Al di là della benché minima parvenza di conclusione di un tema e di una ricerca che meriterebbero la luce della lampada dell’Eremita Arcano, ritengo utili alcune parole finali, che intendo proporre ricorrendo ancora una volta a due brani (che non casualmente hanno per massimo comune denominatore l’Amore) rivolti a tutti gli studiosi di discipline ermetiche e magiche, tratti dagli scritti di due autentici adepti, il cui pensiero luminoso sovrasta incontaminato la corrosione del tempo e le grinfie rapaci del cerbero guardiano:
“Leggete la parabola del figliuol prodigo. Avviene, e lo so per esperienza, tra maestro e discepolo. Il figliuolo prende la sostanza del padre e va lontano a sciuparla in bagordi; egli si illude di trovar dovunque quello che ha avuto dal padre: le femmine come tante sirene lo incantano, il desiderio lo sprona, l’ambizione lo sospinge: il Logos tace perché parlano le sibille della terra. L’olio scorre e la lampada si spegne. Un bel mattino, quando il sapiente improvvisato meno se lo vuol confessare, il prodigo deve convincersi che egli è men che niente, che il piccolo patrimonio è distrutto, che tutto è caduto intorno a lui. La Luce o una Luce si affaccia all’anima del discepolo e gli dice studia, intendi, opera, ama. Nello studio, nell’intendimento, nell’opera, nell’amore egli deve in amplesso abbracciare tutto il mondo invisibile e il visibile”…(Kremmerz).

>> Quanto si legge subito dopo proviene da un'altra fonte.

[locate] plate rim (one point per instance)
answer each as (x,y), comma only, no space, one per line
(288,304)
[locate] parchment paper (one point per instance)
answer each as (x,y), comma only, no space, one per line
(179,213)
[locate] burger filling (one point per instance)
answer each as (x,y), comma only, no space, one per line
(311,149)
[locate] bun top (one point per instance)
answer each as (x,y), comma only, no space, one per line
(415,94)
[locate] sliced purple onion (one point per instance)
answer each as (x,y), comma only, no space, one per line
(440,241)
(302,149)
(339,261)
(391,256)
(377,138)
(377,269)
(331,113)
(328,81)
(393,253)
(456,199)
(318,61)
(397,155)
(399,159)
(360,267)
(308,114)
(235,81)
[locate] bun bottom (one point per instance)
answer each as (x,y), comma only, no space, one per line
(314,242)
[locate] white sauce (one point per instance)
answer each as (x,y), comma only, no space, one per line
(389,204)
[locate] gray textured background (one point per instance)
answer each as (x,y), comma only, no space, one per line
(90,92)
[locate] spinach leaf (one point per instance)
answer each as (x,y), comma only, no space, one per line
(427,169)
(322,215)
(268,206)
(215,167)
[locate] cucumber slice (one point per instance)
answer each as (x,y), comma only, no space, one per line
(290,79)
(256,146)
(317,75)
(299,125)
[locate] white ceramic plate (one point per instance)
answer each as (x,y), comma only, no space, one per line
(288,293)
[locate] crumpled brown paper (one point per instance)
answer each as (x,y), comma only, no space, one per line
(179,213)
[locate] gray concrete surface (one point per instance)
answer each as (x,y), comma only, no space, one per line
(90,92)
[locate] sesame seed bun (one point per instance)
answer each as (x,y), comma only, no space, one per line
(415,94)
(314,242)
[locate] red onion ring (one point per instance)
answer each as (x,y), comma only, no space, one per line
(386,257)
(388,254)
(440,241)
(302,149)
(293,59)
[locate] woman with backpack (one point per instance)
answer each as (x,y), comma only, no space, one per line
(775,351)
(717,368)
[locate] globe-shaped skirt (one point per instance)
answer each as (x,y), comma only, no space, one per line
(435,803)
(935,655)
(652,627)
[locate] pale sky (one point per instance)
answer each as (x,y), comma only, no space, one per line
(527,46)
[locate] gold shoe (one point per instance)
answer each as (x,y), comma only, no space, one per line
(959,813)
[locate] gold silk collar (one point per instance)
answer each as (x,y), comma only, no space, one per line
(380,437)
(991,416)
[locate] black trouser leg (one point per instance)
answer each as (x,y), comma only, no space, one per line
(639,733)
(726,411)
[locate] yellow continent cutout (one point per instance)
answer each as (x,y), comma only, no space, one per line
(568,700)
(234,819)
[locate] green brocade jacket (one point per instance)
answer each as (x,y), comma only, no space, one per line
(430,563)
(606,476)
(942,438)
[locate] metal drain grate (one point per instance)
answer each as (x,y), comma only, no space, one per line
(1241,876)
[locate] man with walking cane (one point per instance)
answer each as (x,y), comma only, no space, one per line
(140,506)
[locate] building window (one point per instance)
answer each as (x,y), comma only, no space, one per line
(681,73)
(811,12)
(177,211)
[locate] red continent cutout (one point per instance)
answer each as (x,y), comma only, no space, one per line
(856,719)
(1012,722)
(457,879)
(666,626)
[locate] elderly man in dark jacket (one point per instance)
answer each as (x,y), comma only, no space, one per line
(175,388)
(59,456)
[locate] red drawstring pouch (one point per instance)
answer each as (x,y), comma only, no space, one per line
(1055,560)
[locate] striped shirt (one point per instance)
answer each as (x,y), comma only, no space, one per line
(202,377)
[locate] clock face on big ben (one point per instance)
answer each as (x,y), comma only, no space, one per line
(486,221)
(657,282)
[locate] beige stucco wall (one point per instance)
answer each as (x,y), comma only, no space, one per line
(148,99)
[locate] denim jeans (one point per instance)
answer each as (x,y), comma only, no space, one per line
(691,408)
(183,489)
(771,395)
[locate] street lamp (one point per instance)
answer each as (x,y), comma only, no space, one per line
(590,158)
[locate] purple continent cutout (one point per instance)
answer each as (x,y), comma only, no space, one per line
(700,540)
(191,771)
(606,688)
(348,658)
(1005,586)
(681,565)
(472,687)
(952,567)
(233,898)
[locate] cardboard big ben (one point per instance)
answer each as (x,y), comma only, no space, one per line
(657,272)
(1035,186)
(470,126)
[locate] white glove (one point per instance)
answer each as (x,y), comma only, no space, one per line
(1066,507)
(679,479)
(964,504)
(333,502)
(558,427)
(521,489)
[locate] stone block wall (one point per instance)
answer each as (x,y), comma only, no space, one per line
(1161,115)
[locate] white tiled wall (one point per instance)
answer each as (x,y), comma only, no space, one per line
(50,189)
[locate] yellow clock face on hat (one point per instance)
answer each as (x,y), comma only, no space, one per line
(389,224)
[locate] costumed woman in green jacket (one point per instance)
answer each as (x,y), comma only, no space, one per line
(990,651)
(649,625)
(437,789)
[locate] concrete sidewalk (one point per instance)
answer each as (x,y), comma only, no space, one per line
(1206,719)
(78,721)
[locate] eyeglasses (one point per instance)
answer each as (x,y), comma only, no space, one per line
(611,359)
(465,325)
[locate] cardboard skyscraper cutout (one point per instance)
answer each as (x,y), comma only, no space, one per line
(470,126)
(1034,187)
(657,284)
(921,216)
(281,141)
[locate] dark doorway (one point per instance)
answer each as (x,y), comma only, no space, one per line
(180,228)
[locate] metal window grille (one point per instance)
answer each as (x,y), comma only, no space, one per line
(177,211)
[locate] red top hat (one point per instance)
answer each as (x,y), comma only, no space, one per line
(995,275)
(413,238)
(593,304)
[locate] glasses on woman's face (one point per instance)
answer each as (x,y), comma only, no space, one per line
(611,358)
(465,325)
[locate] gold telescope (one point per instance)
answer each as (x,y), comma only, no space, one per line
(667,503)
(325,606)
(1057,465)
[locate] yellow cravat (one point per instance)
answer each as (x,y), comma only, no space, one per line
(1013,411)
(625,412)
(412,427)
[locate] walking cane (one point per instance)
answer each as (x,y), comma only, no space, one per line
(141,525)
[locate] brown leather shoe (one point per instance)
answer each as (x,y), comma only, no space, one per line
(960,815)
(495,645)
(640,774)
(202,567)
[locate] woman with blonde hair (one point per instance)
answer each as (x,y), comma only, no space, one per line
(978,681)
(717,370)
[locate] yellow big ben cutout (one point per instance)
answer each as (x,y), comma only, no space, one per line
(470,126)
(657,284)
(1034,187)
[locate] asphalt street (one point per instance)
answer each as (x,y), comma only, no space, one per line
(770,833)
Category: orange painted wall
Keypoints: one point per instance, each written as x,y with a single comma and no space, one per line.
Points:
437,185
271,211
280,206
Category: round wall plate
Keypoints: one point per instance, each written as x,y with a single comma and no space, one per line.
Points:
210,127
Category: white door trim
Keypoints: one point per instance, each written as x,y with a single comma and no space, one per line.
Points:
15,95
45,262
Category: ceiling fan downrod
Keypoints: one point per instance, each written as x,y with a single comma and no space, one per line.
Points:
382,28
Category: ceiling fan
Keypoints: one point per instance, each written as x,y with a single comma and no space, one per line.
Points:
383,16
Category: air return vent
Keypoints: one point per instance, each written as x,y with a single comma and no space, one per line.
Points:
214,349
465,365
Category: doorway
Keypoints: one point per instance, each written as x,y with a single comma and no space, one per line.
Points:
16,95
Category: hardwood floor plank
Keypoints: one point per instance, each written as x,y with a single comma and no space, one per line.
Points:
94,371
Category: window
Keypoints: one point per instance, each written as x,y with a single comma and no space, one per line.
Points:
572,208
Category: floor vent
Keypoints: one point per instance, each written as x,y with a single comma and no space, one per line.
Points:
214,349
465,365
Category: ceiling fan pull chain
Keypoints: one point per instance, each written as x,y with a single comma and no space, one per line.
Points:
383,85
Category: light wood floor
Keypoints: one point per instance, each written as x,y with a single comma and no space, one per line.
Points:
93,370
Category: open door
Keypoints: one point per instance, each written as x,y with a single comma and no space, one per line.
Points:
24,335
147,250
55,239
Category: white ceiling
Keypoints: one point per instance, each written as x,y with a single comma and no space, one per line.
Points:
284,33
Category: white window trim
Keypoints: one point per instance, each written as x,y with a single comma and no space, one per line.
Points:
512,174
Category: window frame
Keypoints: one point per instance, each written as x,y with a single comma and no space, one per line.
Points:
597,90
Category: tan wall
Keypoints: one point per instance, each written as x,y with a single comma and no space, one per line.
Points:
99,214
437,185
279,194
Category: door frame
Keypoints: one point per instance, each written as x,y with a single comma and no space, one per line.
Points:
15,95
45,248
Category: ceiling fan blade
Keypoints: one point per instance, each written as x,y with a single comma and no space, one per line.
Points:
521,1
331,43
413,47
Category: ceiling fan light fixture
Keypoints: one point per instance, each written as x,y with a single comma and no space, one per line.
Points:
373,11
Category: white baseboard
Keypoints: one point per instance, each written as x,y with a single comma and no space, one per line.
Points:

“Solo un’anima sincera, dalla tempra adamantina, può affrontare eroicamente la suprema prova della Verità Ardente e spingersi con purità d’intento sulla soglia, del Tempio: la freccia d’Amore trafiggerà la morte, e il sacro Guardiano si farà da parte” (Haurazar).
(Tratto dalla rivista Elixir con il permesso delle Edizioni Rebis).